The BJP Government announced its intention to set up a number of sectoral clusters and parks in this year’s Budget and also push production in Special Economic Zones to boost sagging manufacturing.

But, exporters say that dishing out ‘more of the same’ policies won’t suffice and the Government needs to learn from its past mistakes. Focus needs to be on real issues, such as availability of adequate power, infrastructure facilities, labour, timely clearances, land acquisition and policy stability for such initiatives to be a success.

The Government aims to increase the share of manufacturing the GDP to 25 per cent from the present 16 per cent over the next decade.

There have been some success stories related to industrial clusters.

For instance, the Netaji Apparel Park in Tirupur is functioning well with 52 entrepreneurs operating their garment manufacturing units. Investments in this project are in the range of ₹92 crore in infrastructure and factory buildings and about ₹150 crore worth of machinery is deployed.

However, other textile parks that were set up in the region under the Scheme for Integrated Textile Parks approved in the 10th Plan have not been successful. Manufacturers say that the main issues were bureaucratic inefficiency, land acquisition problems and lack of interest of entrepreneurs.

Southern India Mills Association textile park in Cuddalore is a cluster for dyeing and printing units which has been stuck for the past four years.

Besides bureaucratic hurdles, this park is facing opposition from local villagers who have not been adequately compensated during land acquisition.

Manikam Ramaswami, CMD, Loyal Textile Mills, who was the first Chairman of the park, says the project is “lacking in mettle’’ from the State Government side and local powers were hampering the project.

“The park is very important because it can take care of the pollution problem in textile manufacturing with its ocean-based treatment idea,” he added.

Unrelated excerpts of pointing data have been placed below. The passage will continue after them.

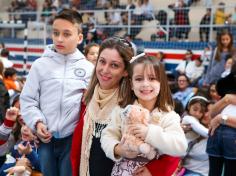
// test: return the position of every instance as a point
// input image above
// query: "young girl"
(218, 58)
(196, 110)
(150, 91)
(91, 52)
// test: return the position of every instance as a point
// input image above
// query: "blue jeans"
(55, 157)
(191, 173)
(222, 143)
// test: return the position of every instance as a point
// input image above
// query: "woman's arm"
(76, 143)
(222, 103)
(164, 166)
(216, 121)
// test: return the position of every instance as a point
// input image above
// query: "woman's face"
(110, 69)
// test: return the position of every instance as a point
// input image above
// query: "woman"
(107, 90)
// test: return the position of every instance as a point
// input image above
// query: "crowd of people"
(132, 14)
(68, 118)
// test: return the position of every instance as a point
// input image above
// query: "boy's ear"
(80, 38)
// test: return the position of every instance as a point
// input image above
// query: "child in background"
(91, 52)
(51, 98)
(218, 58)
(5, 131)
(196, 109)
(228, 65)
(10, 80)
(164, 133)
(26, 148)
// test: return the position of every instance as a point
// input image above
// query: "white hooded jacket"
(53, 91)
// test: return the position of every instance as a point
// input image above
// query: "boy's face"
(65, 36)
(13, 77)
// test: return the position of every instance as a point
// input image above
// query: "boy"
(51, 98)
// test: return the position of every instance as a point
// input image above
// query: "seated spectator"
(181, 18)
(26, 148)
(195, 70)
(10, 79)
(6, 139)
(91, 52)
(184, 92)
(196, 161)
(212, 93)
(4, 58)
(221, 17)
(206, 20)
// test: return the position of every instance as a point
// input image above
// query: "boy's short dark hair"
(71, 16)
(9, 72)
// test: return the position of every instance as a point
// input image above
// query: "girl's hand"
(143, 171)
(121, 151)
(230, 99)
(24, 149)
(214, 124)
(43, 134)
(12, 113)
(186, 127)
(139, 131)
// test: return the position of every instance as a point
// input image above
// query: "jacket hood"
(50, 52)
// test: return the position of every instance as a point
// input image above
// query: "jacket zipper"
(61, 98)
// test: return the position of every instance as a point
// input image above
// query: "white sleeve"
(111, 135)
(29, 98)
(168, 137)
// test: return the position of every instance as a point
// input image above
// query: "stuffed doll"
(131, 115)
(22, 168)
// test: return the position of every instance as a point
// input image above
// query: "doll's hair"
(164, 100)
(198, 99)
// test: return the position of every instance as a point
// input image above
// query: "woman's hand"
(186, 127)
(121, 151)
(139, 130)
(230, 99)
(143, 171)
(214, 124)
(12, 114)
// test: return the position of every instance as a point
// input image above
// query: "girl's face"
(213, 93)
(110, 69)
(196, 110)
(92, 55)
(65, 36)
(225, 40)
(145, 84)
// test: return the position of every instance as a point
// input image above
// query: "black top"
(99, 164)
(4, 100)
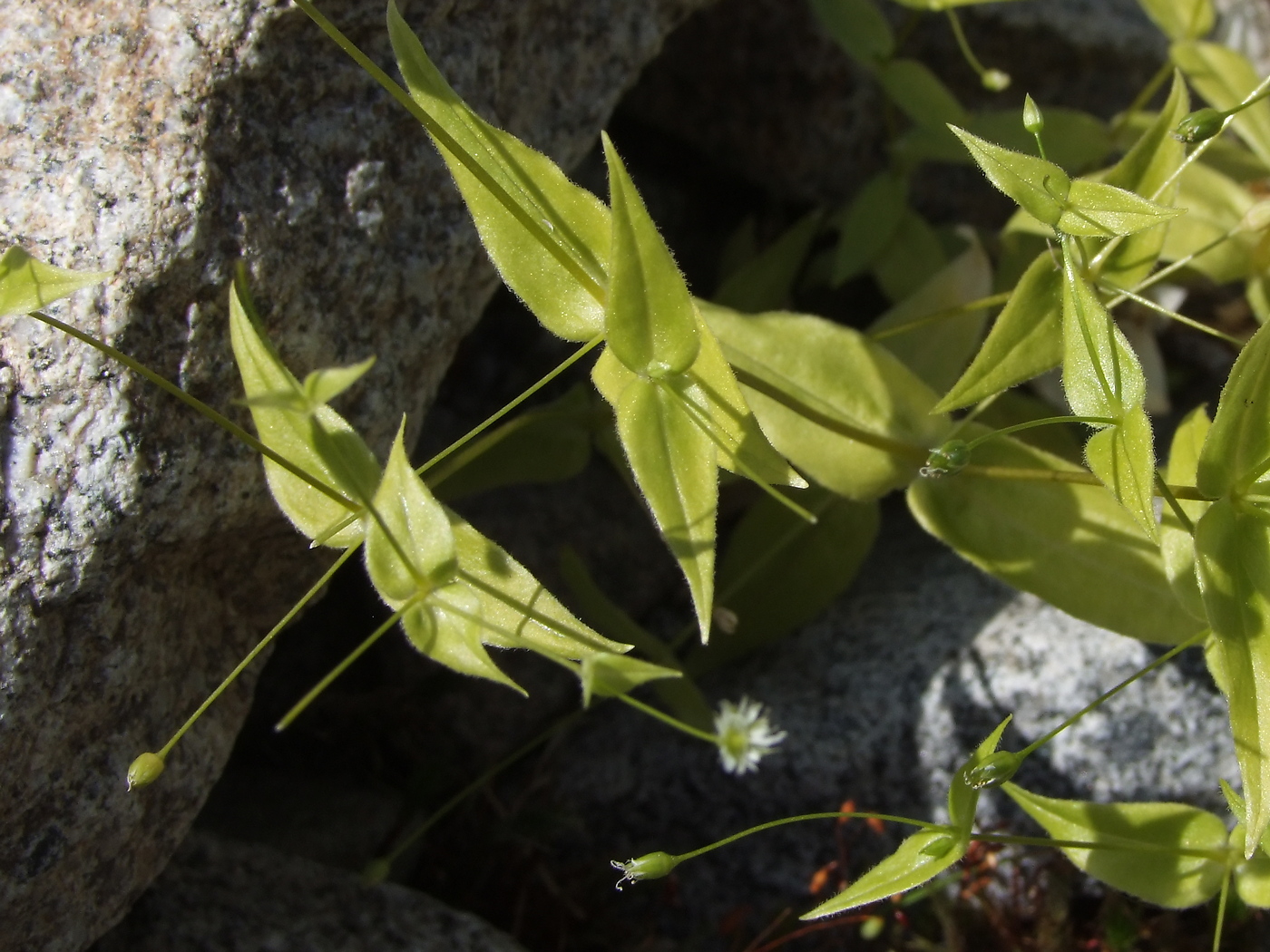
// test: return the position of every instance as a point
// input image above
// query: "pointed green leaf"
(324, 386)
(1177, 545)
(291, 434)
(859, 27)
(1145, 169)
(409, 545)
(447, 630)
(650, 317)
(612, 675)
(1225, 78)
(1038, 186)
(1072, 545)
(1237, 450)
(920, 859)
(1181, 19)
(778, 573)
(28, 285)
(921, 94)
(548, 238)
(517, 608)
(546, 444)
(1098, 209)
(1025, 340)
(767, 279)
(939, 351)
(1138, 843)
(675, 465)
(1232, 548)
(867, 225)
(681, 695)
(1123, 457)
(840, 377)
(910, 259)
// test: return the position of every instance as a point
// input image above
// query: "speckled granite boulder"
(140, 554)
(883, 697)
(237, 898)
(761, 88)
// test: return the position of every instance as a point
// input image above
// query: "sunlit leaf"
(1225, 78)
(1232, 549)
(1177, 543)
(939, 351)
(859, 27)
(767, 279)
(516, 606)
(1038, 186)
(409, 545)
(546, 444)
(837, 376)
(867, 225)
(675, 465)
(446, 627)
(548, 238)
(28, 285)
(1138, 846)
(611, 675)
(778, 573)
(910, 259)
(1072, 545)
(1098, 209)
(1153, 158)
(1237, 448)
(291, 435)
(921, 94)
(1181, 19)
(650, 317)
(1025, 340)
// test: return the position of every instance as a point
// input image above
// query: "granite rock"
(161, 142)
(883, 698)
(230, 897)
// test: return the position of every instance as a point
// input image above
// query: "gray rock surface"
(759, 88)
(224, 897)
(161, 141)
(883, 698)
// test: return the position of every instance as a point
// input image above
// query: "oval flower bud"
(946, 460)
(996, 770)
(145, 771)
(651, 866)
(1199, 126)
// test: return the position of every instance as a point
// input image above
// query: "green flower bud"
(996, 770)
(376, 871)
(145, 771)
(653, 866)
(946, 460)
(1034, 121)
(1199, 126)
(994, 80)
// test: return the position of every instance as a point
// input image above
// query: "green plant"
(827, 419)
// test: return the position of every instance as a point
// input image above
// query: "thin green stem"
(1032, 424)
(945, 314)
(197, 406)
(1175, 505)
(787, 821)
(669, 720)
(1172, 315)
(591, 283)
(1102, 698)
(298, 708)
(437, 815)
(254, 653)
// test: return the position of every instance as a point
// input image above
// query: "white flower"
(745, 735)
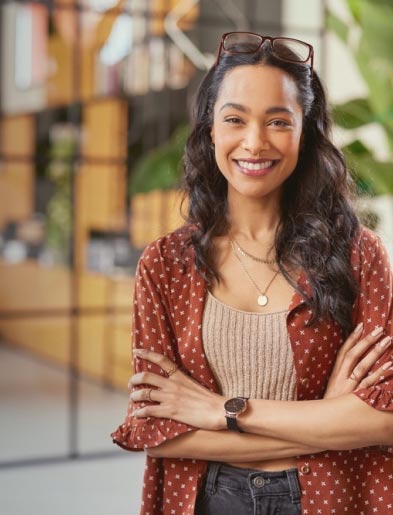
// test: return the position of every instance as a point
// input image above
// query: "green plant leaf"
(358, 148)
(161, 167)
(353, 114)
(355, 8)
(378, 176)
(337, 26)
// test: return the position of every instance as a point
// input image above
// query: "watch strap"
(232, 424)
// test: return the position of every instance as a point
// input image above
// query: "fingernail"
(385, 341)
(377, 331)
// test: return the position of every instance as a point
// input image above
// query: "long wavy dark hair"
(317, 223)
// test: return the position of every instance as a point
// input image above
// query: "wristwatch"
(233, 408)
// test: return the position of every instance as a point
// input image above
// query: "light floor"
(34, 416)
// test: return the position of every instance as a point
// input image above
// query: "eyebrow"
(245, 109)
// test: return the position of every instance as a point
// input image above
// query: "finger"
(154, 357)
(371, 358)
(147, 395)
(376, 376)
(153, 410)
(148, 378)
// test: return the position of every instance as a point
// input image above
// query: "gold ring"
(172, 370)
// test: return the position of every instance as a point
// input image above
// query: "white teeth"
(255, 166)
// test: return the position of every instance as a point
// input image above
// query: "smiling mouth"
(261, 165)
(256, 168)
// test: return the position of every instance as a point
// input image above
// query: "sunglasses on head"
(287, 49)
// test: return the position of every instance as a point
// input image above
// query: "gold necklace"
(262, 299)
(254, 258)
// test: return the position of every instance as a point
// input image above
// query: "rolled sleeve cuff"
(380, 399)
(140, 435)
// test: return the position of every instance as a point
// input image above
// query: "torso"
(235, 289)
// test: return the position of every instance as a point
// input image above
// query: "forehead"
(258, 84)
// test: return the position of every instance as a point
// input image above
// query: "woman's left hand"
(179, 397)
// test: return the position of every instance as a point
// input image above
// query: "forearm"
(344, 422)
(229, 447)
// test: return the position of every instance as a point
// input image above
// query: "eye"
(280, 124)
(233, 120)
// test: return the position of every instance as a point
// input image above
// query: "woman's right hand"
(352, 366)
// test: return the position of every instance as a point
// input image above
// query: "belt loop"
(294, 486)
(214, 467)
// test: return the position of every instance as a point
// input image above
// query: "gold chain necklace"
(254, 258)
(262, 299)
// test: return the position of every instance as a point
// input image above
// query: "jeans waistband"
(257, 482)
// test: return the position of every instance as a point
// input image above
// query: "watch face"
(235, 405)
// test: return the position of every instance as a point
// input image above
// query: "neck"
(253, 219)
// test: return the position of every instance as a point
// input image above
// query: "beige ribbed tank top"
(249, 353)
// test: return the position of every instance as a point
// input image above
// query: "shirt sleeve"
(151, 330)
(375, 309)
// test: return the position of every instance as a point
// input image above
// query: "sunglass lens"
(291, 50)
(239, 42)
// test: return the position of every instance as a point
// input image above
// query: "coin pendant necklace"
(262, 299)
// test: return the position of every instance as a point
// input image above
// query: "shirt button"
(259, 482)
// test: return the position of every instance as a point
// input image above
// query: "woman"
(262, 329)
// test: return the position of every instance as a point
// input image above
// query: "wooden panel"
(92, 334)
(16, 192)
(160, 8)
(46, 337)
(93, 290)
(154, 214)
(105, 129)
(29, 285)
(17, 135)
(119, 356)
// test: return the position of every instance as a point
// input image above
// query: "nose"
(255, 141)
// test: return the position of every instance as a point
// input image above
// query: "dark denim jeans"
(236, 491)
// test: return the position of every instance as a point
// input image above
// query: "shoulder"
(367, 243)
(368, 250)
(172, 249)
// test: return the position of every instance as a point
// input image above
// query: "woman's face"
(256, 130)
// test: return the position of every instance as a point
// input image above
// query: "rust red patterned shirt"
(168, 309)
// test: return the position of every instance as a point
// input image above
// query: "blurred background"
(95, 98)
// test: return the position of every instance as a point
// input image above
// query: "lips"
(255, 168)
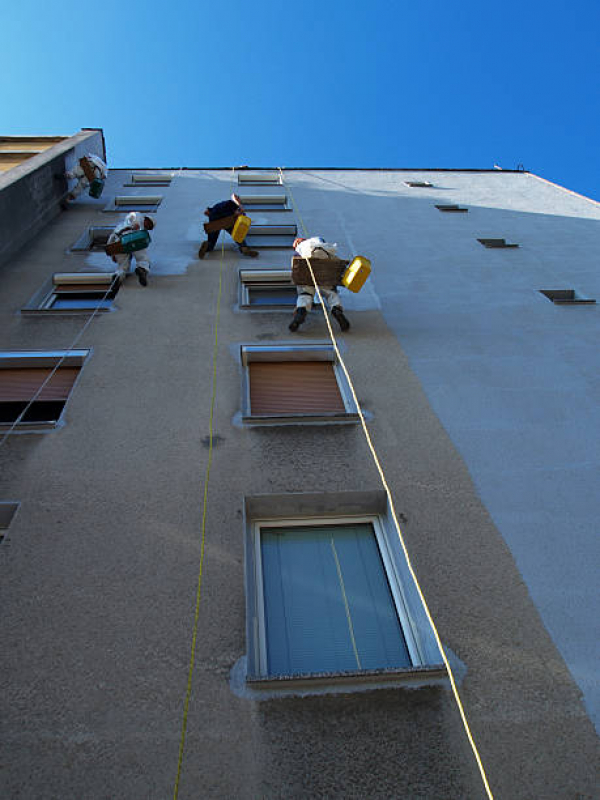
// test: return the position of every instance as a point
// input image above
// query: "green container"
(96, 188)
(137, 240)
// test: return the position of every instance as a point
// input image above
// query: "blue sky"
(426, 83)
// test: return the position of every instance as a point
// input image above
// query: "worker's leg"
(304, 303)
(142, 266)
(335, 304)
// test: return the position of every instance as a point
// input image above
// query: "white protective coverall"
(133, 221)
(77, 173)
(321, 249)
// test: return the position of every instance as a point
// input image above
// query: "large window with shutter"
(330, 601)
(38, 383)
(291, 384)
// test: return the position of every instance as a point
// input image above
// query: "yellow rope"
(346, 604)
(188, 692)
(394, 516)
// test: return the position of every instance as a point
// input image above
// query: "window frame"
(42, 359)
(419, 638)
(259, 179)
(266, 203)
(293, 352)
(41, 303)
(138, 179)
(127, 202)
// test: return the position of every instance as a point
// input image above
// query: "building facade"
(473, 355)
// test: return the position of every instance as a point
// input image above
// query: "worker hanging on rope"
(223, 216)
(130, 239)
(318, 249)
(90, 173)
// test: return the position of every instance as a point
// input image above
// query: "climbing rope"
(388, 492)
(188, 691)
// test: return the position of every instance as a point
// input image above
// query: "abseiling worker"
(134, 221)
(316, 247)
(98, 169)
(226, 208)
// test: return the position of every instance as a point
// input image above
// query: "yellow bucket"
(356, 273)
(241, 228)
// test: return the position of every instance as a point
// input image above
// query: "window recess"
(22, 373)
(74, 293)
(265, 202)
(259, 178)
(265, 289)
(279, 237)
(566, 297)
(144, 203)
(287, 384)
(330, 601)
(496, 243)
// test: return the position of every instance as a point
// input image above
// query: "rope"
(188, 691)
(394, 516)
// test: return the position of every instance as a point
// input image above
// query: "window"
(280, 237)
(145, 203)
(21, 376)
(267, 289)
(491, 243)
(150, 179)
(7, 512)
(452, 208)
(74, 292)
(566, 297)
(265, 202)
(93, 238)
(331, 599)
(258, 178)
(286, 384)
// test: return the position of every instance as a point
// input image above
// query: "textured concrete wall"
(98, 571)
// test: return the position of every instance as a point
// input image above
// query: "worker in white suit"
(134, 221)
(306, 248)
(78, 173)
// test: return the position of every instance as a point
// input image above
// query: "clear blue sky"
(426, 83)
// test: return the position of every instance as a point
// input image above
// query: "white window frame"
(15, 359)
(44, 299)
(259, 179)
(397, 576)
(292, 352)
(144, 203)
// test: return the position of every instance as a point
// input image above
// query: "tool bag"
(356, 274)
(241, 228)
(328, 271)
(129, 243)
(96, 188)
(220, 224)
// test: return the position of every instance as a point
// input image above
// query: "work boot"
(298, 319)
(339, 315)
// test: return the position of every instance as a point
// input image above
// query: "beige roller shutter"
(20, 385)
(294, 387)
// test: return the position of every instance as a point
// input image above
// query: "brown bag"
(88, 168)
(328, 271)
(220, 224)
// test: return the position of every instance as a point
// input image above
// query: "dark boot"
(298, 319)
(338, 313)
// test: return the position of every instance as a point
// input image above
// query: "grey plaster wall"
(31, 193)
(99, 568)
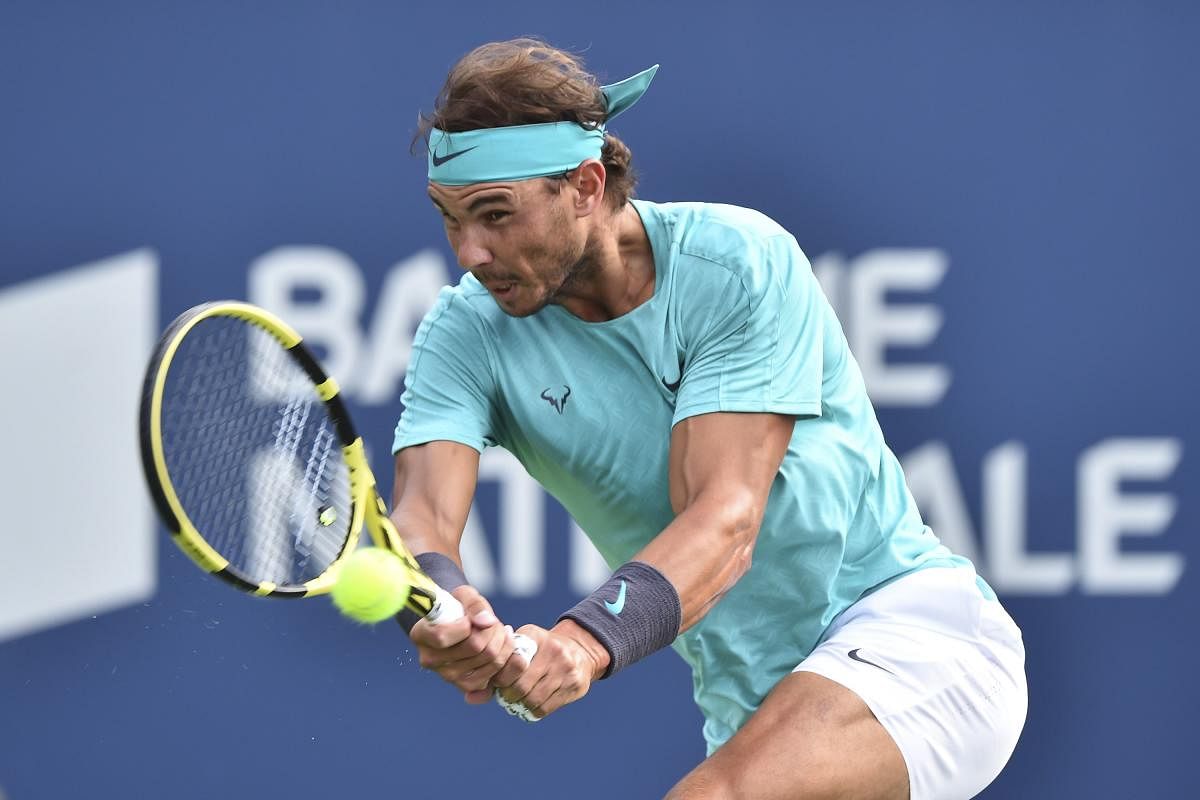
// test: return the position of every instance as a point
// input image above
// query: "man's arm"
(721, 469)
(431, 499)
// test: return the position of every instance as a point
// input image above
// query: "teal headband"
(523, 151)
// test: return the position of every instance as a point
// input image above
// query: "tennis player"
(673, 374)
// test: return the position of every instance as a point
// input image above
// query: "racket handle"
(445, 608)
(527, 648)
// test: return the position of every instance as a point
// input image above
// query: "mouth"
(503, 289)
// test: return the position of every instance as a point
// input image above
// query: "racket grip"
(445, 608)
(527, 648)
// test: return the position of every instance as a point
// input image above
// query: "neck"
(616, 274)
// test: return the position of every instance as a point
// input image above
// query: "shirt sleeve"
(761, 349)
(449, 386)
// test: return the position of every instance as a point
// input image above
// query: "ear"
(588, 180)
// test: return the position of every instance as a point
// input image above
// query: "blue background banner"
(1000, 202)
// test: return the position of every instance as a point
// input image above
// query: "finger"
(513, 668)
(441, 636)
(475, 673)
(475, 607)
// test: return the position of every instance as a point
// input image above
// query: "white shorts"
(942, 668)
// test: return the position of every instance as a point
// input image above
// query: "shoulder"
(729, 247)
(463, 308)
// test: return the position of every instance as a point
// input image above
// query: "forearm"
(705, 552)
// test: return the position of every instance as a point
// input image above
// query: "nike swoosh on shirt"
(853, 654)
(441, 160)
(615, 608)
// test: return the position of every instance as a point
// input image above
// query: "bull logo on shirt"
(557, 398)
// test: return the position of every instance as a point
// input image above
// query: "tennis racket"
(255, 464)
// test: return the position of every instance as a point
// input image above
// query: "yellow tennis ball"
(372, 585)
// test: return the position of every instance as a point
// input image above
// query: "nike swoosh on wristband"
(441, 160)
(615, 608)
(853, 654)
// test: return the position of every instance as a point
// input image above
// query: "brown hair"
(522, 82)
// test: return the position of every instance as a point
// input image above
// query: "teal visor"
(523, 151)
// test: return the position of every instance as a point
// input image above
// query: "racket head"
(249, 452)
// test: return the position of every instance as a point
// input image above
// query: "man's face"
(520, 239)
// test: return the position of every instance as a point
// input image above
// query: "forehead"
(475, 194)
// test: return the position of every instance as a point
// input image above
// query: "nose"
(472, 253)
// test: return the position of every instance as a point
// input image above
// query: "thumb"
(475, 607)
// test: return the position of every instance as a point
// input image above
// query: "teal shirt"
(737, 323)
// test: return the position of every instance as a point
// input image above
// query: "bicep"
(432, 494)
(727, 457)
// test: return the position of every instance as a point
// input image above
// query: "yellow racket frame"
(367, 507)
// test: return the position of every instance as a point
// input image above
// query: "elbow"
(739, 517)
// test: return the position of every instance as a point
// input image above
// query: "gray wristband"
(444, 572)
(635, 613)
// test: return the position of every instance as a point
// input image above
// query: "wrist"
(586, 642)
(636, 612)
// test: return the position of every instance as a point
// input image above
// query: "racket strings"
(253, 455)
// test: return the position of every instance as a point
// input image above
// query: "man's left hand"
(568, 660)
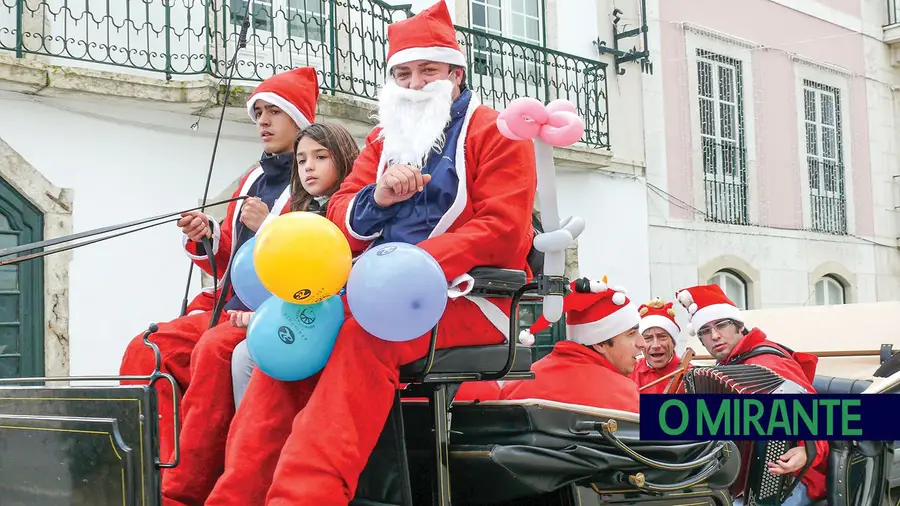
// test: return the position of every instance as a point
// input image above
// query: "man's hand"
(790, 462)
(253, 213)
(399, 183)
(195, 225)
(240, 319)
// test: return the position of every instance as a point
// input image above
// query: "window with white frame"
(721, 107)
(282, 19)
(830, 291)
(734, 286)
(519, 20)
(824, 157)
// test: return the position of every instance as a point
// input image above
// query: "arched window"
(830, 291)
(733, 285)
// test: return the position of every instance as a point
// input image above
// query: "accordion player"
(757, 486)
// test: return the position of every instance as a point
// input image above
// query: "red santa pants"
(207, 410)
(176, 340)
(314, 456)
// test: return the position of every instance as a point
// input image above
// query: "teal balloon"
(291, 342)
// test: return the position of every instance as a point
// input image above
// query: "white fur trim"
(217, 235)
(494, 314)
(598, 287)
(526, 338)
(352, 232)
(462, 195)
(279, 102)
(605, 329)
(655, 320)
(715, 312)
(439, 54)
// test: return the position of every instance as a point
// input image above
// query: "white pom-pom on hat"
(526, 338)
(598, 286)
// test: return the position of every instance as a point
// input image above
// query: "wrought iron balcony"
(346, 40)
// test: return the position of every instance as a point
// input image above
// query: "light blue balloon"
(397, 291)
(290, 342)
(246, 283)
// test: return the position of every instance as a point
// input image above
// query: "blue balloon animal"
(290, 342)
(397, 291)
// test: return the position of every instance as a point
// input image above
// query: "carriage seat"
(835, 385)
(504, 450)
(470, 359)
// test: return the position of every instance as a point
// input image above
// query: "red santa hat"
(429, 35)
(593, 316)
(707, 303)
(294, 92)
(656, 313)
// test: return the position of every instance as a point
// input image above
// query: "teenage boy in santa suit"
(591, 366)
(719, 324)
(435, 172)
(280, 106)
(659, 330)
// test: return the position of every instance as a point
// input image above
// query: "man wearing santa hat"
(719, 324)
(280, 107)
(592, 365)
(658, 331)
(435, 172)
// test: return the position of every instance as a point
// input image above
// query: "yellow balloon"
(302, 257)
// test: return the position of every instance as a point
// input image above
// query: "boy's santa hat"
(657, 313)
(707, 303)
(429, 35)
(594, 313)
(295, 92)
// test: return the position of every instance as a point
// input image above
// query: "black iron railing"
(346, 40)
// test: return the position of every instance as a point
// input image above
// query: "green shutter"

Labour shortage Availability of adequate labour is another factor hampering manufacturing.

“You cannot expect people to travel long distances to a textile park. In garment-manufacturing, small units located in semi-urban centres find resources easily compared with large clusters set up in far-flung places,” Ramaswami said.

FIEO President Rafeeque Ahmed, who is also a leather products manufacturers, believes that the sure way to boost manufacturing is for the Government to set up turnkey export parks.

“If exporters get a place to set up operations where they do not have to worry about acquiring land and getting clearances, production would go up even without extra incentives,” he said.

He said his organisation would propose to the Government to set up parks, which would be normal domestic tariff area, in every sector.

The Finance Minister, in his Budget speech, also assured the revival of SEZs and make them effective instruments of industrial production, economic growth, export promotion and employment generation.

Scrap MAT SEZ developers and units say that a revival can happen only when the Government restores predictability in the policy regime by removing the Minimum Alternate Tax and Dividend Distribution Tax, imposed in 2012.

PC Nambiar, Chairman, The Export Promotion Council for EOUs & SEZs, said it had become difficult for developers to bring in investments in such a situation. In a letter written to Finance Minister Arun Jaitley, Nambiar said there was a need for an urgent review of the SEZ Policy.